Será que temos moral para exigir aos políticos que respeitem a ética?

by eduardofariacaetano

Vivemos uma época em que todos reclamam pela moralização da política, pela transparência na políticas e na vida pública, contra os indivíduos que não respeitam a ética republicana, contra os deputados que, tendo sido eleitos como representantes dos portugueses, alegadamente faltam muitas vezes aos plenários da Assembleia legislativa, embora, nesta última situação muitas vezes os deputados que faltam à sessão plenária possam estar em serviço nas comissões ou no exterior, mas enfim há-os efectivamente que faltam.

Aqui, nas páginas do facebook e das redes sociais não são poucos os que dão eco a esse protesto, protesto que aliás é legítimo e até necessário para a tal transparência necessária do política e para a reaproximação do cidadão à política.

Acontece que o velho ditado que diz “Não atire pedras aos outros quando os seus telhados são de vidro”, é um ditado sábio. Para ser credível essa luta extenuante pela transparência e contra a quebra da ética politica o sujeito ativo, o protestante, tem de ter moral para o fazer…

Será que a maioria tem? A dúvida pode não parecer pertinente mas afigura-se-me como tal. E porquê? Ora, a maioria das redes sociais estão muito ativas durante o dia. Quero crer que a maioria das pessoas que usam as redes sociais durante o dia sejam pessoas que trabalhem por conta de outrem no sector público ou privado, ou, por conta própria. Acontece que a maioria dos chamados empregos será durante o dia (embora já se pratiquem os horários desfasados). A conclusão que se pode tirar é a de que as pessoas usam o seu horário de trabalho para exercerem uma atividade bastante profícua e permanente nas redes sociais.

Ora, os trabalhadores para exigirem direitos têm de ser capazes de cumprir os seus deveres. Um desses deveres é ocuparem o chamado “tempo do patrão” (denominação antiga que quer representar o horário de trabalho contratado por ambas as partes) para levar a cabo a ou as tarefas para as quais foi contratado.
Ao “passarem” o dia no computador (na maior parte dos casos pertencente à entidade patronal) nas redes sociais, é óbvio que esse trabalhador está a abusar da confiança nele depositado e a quebrar o dever de lealdade. No fundo está a ser pouco ético profissionalmente.

Esta quebra da ética profissional vale tanto para o trabalhador por conta de outrem como para o que o faz por conta própria. Neste ultimo caso das duas, uma, ou opta por estar nas redes sociais e não cumpre os seus objetivos de ter rendimento da sua atividade liberal, ou então está nas redes sociais em detrimento dos seus clientes mas a quem acaba por indexar horas que efetivamente não perdeu na satisfação da demanda do cliente.

Sempre estranhei pois o intenso tráfico das redes sociais, a não ser que quem nelas participa esteja desempregado ou reformado.

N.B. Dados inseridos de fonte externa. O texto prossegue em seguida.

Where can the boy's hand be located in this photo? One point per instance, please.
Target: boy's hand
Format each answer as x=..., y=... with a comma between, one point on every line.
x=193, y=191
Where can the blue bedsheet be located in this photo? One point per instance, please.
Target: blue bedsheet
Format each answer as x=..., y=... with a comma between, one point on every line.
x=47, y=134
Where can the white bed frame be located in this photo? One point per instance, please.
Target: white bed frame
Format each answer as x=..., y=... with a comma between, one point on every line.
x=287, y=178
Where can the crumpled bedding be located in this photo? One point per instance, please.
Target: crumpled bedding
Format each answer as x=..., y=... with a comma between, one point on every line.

E estranho porque durante os 33 anos em que fui trabalhador por conta de outrem, nunca em circunstância alguma usei o meu horário de trabalho para andar a navegar na internet fosse nas redes sociais, fosse nos chat´s, fosse onde fosse, que não em questões meramente de serviço…..

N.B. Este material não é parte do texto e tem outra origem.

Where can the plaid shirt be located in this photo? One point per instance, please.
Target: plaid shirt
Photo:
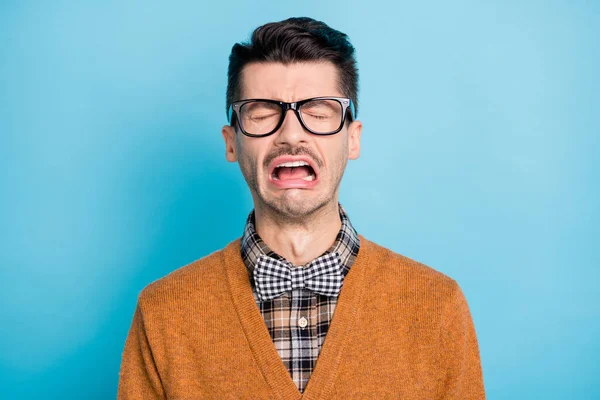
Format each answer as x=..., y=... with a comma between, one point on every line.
x=299, y=319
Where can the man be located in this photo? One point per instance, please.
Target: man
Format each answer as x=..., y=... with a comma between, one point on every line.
x=300, y=306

A situação tornou-se tão grave que empresas existem que optaram por bloquear nos seus computadores o acesso aos chat´s e às redes sociais isto dado o abuso que se davam conta…Mas em muitas, o acesso continua livre, só assim se compreendendo que pessoas que não escondem ter atividade profissional ativa passem os dias na Internet….

Ora, esta quebra de lealdade, esta ignorância do cumprimento dos deveres para com a entidade patronal, deveres livremente aceites aquando da assinatura do contrato de trabalho, este abuso claro das obrigações dos trabalhadores (que aliás em muitos casos quando provados constituem causa para despedimento), para já não falar na questão da produtividade, levam-me a acreditar que muitos dos que clamam contra a falta de ética dos políticos, eles próprios também não a tenham no seu campo de atividade profissional pelo que questiono-me da sua moral para poderem clamar e exigir a outros que cumpram aquilo que eles próprios não cumprem.

E que tal se todos cumpríssemos primeiro com as nossas obrigações e deveres para depois podermos exigir que os outros o façam?